At 4:30am on the first night, Belfast duo Bicep played their live show which served as a slighty beefier version of their live sets naturally all focused on their own material and delivered with the precision and percussive panache that have made Andy Ferguson and Matt McBriar house stalwarts. A run of songs including ‘Just’ , ‘Higher Level’ , ‘In Yer Face’ , ‘Dahlia’ sent us home with grins on night one, eager for more from evening two.

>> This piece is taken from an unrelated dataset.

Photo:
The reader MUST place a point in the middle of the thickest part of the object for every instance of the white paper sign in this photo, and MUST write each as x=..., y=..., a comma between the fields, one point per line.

Sampha’s piano torch songs don’t feel like a natural fit for a large festival stage but the dude’s been preparing. With three band members helping him build the beats, Sampha Sisay brought some dynamic energy to his set. There was a circle of a drum-off at one point and songs like ‘Blood On Me’, his Drake-feature ‘4422’ and ‘Reverse Faults’ stood out until he was left to deliver the heartbreaking ode to his mother – ‘(No One Knows Me) Like the Piano’.
Run the Jewels
What encapsulates the differentiation between Primavera and many other festivals is that the closing set of the festival on the only large stage left open went to !!! (Chk Chk Chk). The band encapsulate the festival’s early beginnings as a punk-funk rock band into their current guise as a strutting electronic disco act. Primavera know all you need to do is give !!! the stage and they’ll slay and that’s what they do close to 5am bolstered by the presence of Wnglish vocalist Lea Lea on co-vocals and ass-shaking along with Nic Offer upfront. With their seventh album Shake The Shudder just out, much of the set was drawn from that but two personal favourites ‘Freedom 15’ and ‘Syld’ closed out the show.